Independently rescale width and height by random factors between 0.5 and 2.0 while keeping the 1024 × 1024 canvas fixed, leaving the original bounding-box coordinates unchanged.
Down-sample every image once to 1024 × 1024 with nearest-neighbor interpolation and discard any images whose dimensions are not divisible by two.
Apply an isotropic random scale in the range 0.5-2.0 to each image, then center-crop or resize to 1024 × 1024 and update every bounding-box coordinate by the same scale factor.
Leave the image size untouched but apply random 90-degree rotations followed by brightness/contrast jitter and horizontal flips.

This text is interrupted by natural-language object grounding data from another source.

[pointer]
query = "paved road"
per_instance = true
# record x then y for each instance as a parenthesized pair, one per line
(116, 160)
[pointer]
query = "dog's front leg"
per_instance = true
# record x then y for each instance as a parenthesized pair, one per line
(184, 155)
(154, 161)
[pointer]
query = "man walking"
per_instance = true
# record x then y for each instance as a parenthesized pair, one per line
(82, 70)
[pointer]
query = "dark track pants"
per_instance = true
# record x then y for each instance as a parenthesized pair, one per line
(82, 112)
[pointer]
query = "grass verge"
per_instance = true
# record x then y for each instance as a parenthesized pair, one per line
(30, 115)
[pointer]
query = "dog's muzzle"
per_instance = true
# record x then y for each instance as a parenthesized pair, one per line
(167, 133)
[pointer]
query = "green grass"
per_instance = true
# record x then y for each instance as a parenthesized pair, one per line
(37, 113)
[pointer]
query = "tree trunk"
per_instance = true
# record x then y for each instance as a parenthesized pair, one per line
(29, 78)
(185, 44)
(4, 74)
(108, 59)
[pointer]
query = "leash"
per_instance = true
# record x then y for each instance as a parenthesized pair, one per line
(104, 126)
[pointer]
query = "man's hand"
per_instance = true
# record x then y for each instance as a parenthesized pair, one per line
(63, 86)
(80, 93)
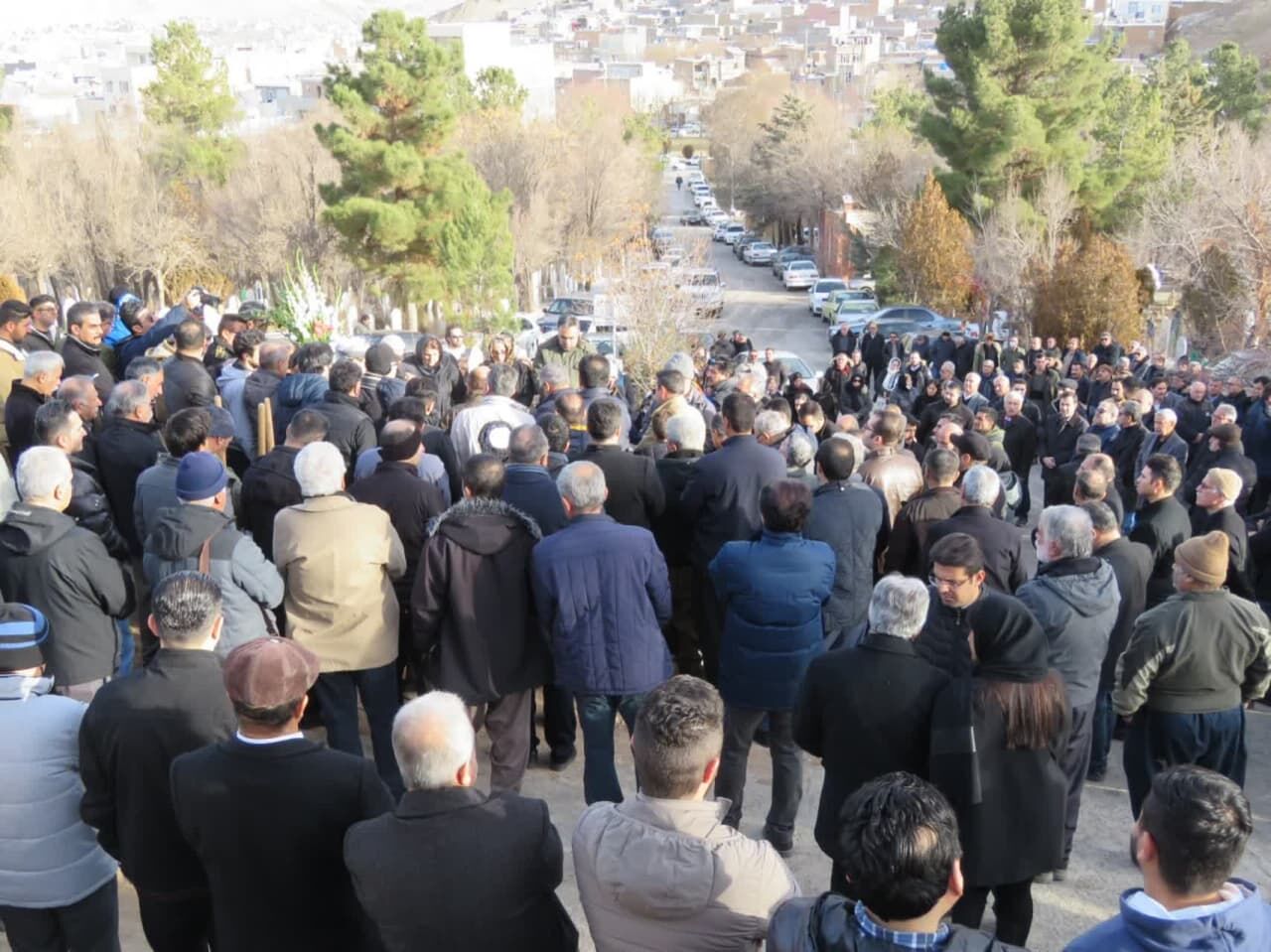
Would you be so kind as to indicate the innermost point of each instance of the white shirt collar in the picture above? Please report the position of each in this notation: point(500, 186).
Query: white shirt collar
point(261, 742)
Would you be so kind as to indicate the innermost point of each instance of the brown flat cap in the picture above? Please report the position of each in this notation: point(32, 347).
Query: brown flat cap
point(268, 672)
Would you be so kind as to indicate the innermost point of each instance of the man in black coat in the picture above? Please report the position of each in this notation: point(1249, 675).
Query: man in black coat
point(266, 812)
point(81, 347)
point(721, 501)
point(131, 733)
point(270, 483)
point(1131, 565)
point(685, 440)
point(475, 620)
point(411, 502)
point(529, 488)
point(1009, 560)
point(186, 381)
point(497, 860)
point(867, 711)
point(1162, 521)
point(127, 447)
point(350, 430)
point(42, 372)
point(635, 490)
point(1057, 445)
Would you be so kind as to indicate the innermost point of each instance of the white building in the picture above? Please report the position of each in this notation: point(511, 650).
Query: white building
point(491, 45)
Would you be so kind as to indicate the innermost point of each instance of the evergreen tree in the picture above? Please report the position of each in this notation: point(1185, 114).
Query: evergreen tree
point(497, 89)
point(407, 208)
point(190, 104)
point(934, 258)
point(1237, 91)
point(1024, 96)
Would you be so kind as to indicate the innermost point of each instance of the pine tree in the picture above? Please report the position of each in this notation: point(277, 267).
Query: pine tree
point(1024, 96)
point(408, 208)
point(935, 264)
point(190, 104)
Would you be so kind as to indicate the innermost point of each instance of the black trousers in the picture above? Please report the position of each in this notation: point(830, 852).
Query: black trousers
point(177, 923)
point(1012, 905)
point(87, 925)
point(1074, 762)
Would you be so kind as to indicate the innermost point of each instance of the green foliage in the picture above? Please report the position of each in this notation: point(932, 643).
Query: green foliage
point(1024, 95)
point(1183, 82)
point(789, 119)
point(899, 107)
point(407, 208)
point(190, 104)
point(495, 89)
point(1237, 90)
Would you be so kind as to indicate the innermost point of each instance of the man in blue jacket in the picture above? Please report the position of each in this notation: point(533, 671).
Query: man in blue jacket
point(772, 593)
point(721, 499)
point(1188, 842)
point(603, 595)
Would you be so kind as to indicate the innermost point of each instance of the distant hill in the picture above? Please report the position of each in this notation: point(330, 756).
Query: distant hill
point(1247, 22)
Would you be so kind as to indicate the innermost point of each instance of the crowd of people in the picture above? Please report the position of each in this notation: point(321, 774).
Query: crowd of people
point(214, 540)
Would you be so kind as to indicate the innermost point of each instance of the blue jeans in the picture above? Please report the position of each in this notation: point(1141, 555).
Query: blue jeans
point(1101, 733)
point(596, 715)
point(337, 693)
point(127, 647)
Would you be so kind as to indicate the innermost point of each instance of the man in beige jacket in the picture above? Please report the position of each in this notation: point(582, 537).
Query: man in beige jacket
point(662, 870)
point(339, 560)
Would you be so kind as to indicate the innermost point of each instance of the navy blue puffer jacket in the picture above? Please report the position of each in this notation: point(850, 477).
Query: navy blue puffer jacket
point(772, 593)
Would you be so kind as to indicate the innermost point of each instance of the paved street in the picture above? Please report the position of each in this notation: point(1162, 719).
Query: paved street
point(1101, 869)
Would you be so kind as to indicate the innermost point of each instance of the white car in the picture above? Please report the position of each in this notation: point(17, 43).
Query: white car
point(799, 273)
point(822, 289)
point(758, 253)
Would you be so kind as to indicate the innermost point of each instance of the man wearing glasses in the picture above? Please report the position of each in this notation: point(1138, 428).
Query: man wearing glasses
point(45, 335)
point(957, 583)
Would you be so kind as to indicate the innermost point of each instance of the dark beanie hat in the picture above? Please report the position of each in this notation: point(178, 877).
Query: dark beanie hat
point(200, 476)
point(23, 631)
point(1009, 644)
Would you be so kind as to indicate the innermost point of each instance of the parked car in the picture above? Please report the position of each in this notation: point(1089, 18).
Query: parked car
point(786, 254)
point(799, 273)
point(759, 252)
point(822, 289)
point(848, 304)
point(703, 291)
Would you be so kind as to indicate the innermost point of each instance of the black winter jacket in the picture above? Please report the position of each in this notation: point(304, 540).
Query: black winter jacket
point(186, 383)
point(475, 617)
point(132, 731)
point(351, 430)
point(81, 359)
point(64, 570)
point(91, 510)
point(125, 450)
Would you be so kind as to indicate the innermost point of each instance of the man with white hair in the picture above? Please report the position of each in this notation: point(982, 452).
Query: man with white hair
point(339, 558)
point(1008, 558)
point(603, 595)
point(497, 860)
point(1163, 439)
point(1074, 599)
point(1215, 511)
point(41, 375)
point(866, 711)
point(65, 571)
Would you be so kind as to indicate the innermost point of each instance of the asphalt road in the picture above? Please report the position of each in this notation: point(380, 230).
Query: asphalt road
point(1099, 870)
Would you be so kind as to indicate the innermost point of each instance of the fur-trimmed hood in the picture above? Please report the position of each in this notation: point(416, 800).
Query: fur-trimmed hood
point(482, 525)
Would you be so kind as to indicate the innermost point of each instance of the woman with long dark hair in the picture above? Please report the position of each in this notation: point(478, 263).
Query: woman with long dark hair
point(995, 744)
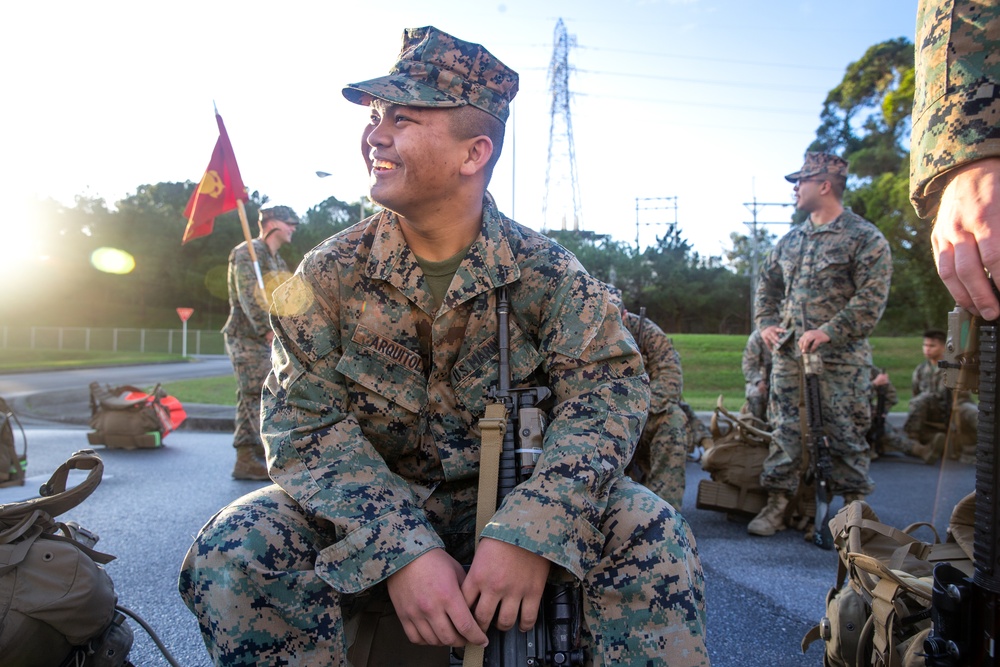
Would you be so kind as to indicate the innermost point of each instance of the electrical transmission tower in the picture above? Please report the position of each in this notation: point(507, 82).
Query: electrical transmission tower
point(562, 191)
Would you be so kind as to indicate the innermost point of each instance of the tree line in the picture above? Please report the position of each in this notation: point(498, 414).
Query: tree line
point(865, 119)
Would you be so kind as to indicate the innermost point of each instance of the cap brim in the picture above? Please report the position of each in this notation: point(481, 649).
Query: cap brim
point(400, 90)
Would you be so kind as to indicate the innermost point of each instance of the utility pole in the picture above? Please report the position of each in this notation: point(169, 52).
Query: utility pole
point(562, 196)
point(754, 206)
point(653, 204)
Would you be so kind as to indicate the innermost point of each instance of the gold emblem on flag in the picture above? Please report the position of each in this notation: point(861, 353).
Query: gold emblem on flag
point(211, 184)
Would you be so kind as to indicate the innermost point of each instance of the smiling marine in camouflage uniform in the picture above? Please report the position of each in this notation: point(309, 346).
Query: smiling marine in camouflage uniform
point(370, 416)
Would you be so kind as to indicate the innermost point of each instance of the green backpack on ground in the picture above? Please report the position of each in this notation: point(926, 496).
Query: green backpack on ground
point(58, 604)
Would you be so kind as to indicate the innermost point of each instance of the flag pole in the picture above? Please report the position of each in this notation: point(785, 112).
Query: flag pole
point(246, 234)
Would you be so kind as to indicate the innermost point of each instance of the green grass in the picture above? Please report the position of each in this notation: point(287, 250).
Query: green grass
point(14, 360)
point(711, 367)
point(218, 390)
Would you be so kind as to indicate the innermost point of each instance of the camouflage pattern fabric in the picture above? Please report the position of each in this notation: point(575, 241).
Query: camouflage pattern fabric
point(435, 69)
point(251, 359)
point(248, 306)
point(846, 415)
point(930, 408)
point(892, 439)
point(756, 368)
point(661, 454)
point(957, 94)
point(377, 446)
point(836, 275)
point(245, 332)
point(816, 164)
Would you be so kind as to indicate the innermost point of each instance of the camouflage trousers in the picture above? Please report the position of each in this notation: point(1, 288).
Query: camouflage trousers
point(928, 416)
point(251, 579)
point(661, 455)
point(846, 414)
point(756, 402)
point(894, 440)
point(251, 358)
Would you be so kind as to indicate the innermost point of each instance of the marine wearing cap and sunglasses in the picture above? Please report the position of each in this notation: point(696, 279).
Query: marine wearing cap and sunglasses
point(385, 352)
point(822, 289)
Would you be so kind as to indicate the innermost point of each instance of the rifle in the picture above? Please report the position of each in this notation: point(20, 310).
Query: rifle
point(821, 468)
point(965, 612)
point(642, 319)
point(555, 638)
point(877, 429)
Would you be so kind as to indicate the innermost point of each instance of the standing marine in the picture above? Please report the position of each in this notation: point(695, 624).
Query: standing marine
point(822, 289)
point(247, 331)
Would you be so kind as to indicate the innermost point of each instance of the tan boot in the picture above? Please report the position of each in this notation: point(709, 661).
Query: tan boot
point(771, 519)
point(248, 466)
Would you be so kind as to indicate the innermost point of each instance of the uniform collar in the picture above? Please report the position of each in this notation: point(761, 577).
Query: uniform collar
point(488, 264)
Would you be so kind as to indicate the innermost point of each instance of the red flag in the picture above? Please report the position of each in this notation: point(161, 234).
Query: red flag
point(218, 191)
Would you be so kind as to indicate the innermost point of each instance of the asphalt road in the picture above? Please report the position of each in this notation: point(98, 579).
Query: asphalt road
point(763, 593)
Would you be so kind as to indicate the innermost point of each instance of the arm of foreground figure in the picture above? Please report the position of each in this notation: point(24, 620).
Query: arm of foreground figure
point(966, 236)
point(509, 577)
point(429, 603)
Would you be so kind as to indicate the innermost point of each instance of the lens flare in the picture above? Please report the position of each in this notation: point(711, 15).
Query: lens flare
point(112, 260)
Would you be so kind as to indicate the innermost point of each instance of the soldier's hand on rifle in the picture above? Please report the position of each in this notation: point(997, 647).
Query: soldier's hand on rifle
point(506, 577)
point(966, 236)
point(428, 599)
point(771, 334)
point(812, 339)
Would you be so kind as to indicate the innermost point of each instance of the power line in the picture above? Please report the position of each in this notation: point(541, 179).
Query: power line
point(561, 146)
point(714, 60)
point(738, 84)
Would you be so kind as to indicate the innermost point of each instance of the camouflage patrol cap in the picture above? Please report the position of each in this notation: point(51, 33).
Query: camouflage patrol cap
point(283, 213)
point(820, 163)
point(437, 70)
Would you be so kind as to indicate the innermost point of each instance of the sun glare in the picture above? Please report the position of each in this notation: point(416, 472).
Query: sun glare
point(112, 260)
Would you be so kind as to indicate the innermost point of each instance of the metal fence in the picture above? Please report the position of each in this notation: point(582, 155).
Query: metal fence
point(169, 341)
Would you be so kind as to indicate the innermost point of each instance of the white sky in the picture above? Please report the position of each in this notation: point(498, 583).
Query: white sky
point(709, 101)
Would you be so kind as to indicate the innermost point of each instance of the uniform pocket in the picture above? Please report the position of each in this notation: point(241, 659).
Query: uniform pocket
point(934, 27)
point(387, 370)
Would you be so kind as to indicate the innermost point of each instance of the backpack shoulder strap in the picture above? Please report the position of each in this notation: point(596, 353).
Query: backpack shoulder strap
point(55, 499)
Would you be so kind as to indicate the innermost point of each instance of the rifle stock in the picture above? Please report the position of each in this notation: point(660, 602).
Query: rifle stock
point(821, 464)
point(877, 429)
point(965, 611)
point(555, 638)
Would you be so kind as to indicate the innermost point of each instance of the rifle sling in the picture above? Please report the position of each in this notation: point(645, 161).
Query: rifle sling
point(492, 428)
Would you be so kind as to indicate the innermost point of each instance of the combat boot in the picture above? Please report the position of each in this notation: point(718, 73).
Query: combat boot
point(248, 466)
point(771, 519)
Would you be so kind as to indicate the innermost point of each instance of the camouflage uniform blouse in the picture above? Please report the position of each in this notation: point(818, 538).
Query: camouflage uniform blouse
point(839, 272)
point(756, 360)
point(247, 304)
point(663, 363)
point(373, 401)
point(928, 378)
point(957, 93)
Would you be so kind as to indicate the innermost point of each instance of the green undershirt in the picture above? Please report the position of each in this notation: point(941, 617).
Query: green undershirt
point(439, 274)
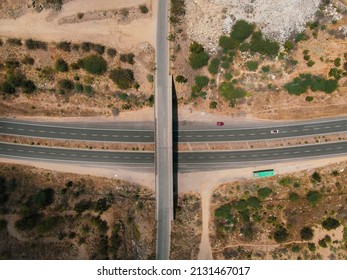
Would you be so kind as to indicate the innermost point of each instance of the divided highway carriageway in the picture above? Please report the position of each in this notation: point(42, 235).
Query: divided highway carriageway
point(136, 135)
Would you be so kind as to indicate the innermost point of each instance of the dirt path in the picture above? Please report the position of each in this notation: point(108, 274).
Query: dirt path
point(205, 252)
point(45, 27)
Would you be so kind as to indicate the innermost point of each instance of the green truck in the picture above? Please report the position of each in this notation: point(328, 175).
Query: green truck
point(263, 173)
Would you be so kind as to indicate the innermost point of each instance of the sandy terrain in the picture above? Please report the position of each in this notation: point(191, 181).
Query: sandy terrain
point(45, 25)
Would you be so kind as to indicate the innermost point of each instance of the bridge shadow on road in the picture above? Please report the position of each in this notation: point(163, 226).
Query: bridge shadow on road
point(175, 146)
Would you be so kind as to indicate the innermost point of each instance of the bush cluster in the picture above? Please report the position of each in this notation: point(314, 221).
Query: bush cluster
point(94, 64)
point(35, 45)
point(230, 92)
point(198, 58)
point(127, 57)
point(123, 78)
point(305, 81)
point(88, 46)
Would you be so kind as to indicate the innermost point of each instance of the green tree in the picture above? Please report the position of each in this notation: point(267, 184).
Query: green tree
point(61, 65)
point(94, 64)
point(281, 235)
point(264, 192)
point(241, 30)
point(123, 78)
point(306, 233)
point(313, 197)
point(330, 223)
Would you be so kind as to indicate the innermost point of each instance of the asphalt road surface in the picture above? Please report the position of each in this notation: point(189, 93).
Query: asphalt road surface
point(147, 135)
point(163, 135)
point(186, 160)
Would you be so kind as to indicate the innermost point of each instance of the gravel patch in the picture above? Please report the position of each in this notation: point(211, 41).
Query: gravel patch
point(207, 20)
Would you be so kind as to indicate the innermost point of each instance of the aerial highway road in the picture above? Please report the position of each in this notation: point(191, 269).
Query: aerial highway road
point(187, 161)
point(137, 135)
point(163, 136)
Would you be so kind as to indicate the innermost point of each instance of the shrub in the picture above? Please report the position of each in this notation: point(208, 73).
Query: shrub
point(330, 223)
point(294, 197)
point(241, 30)
point(94, 64)
point(198, 58)
point(254, 202)
point(143, 9)
point(150, 78)
point(265, 68)
point(288, 45)
point(309, 98)
point(252, 65)
point(78, 87)
point(123, 78)
point(65, 46)
point(100, 49)
point(313, 197)
point(111, 52)
point(214, 65)
point(301, 37)
point(230, 92)
point(310, 63)
point(264, 192)
point(28, 86)
point(128, 58)
point(66, 84)
point(86, 46)
point(281, 235)
point(82, 206)
point(35, 45)
point(306, 233)
point(181, 79)
point(336, 73)
point(337, 62)
point(201, 81)
point(28, 60)
point(61, 65)
point(228, 76)
point(244, 47)
point(316, 177)
point(88, 89)
point(213, 105)
point(14, 42)
point(3, 224)
point(301, 84)
point(264, 46)
point(227, 43)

Applying a single, random isotropic scale factor to the entire image (for example between 0.5 × and 2 ×) enlarges or shrinks every pixel uniformly. Because the same affine matrix is applied to the annotation data, each bounding box is still tightly aligned with its object. Cropping or resizing the result back to the network's fixed 1024 × 1024 input preserves aspect ratio while delivering objects of many apparent sizes, improving scale invariance. In contrast, independently scaling width and height (anisotropic) warps objects and, if the boxes are not recomputed, leaves them misplaced. A one-time down-sample removes scale diversity and nearest-neighbor blurs small targets. Rotations and color jitter add useful variation but do not change object scale, so they do not satisfy the stated requirement.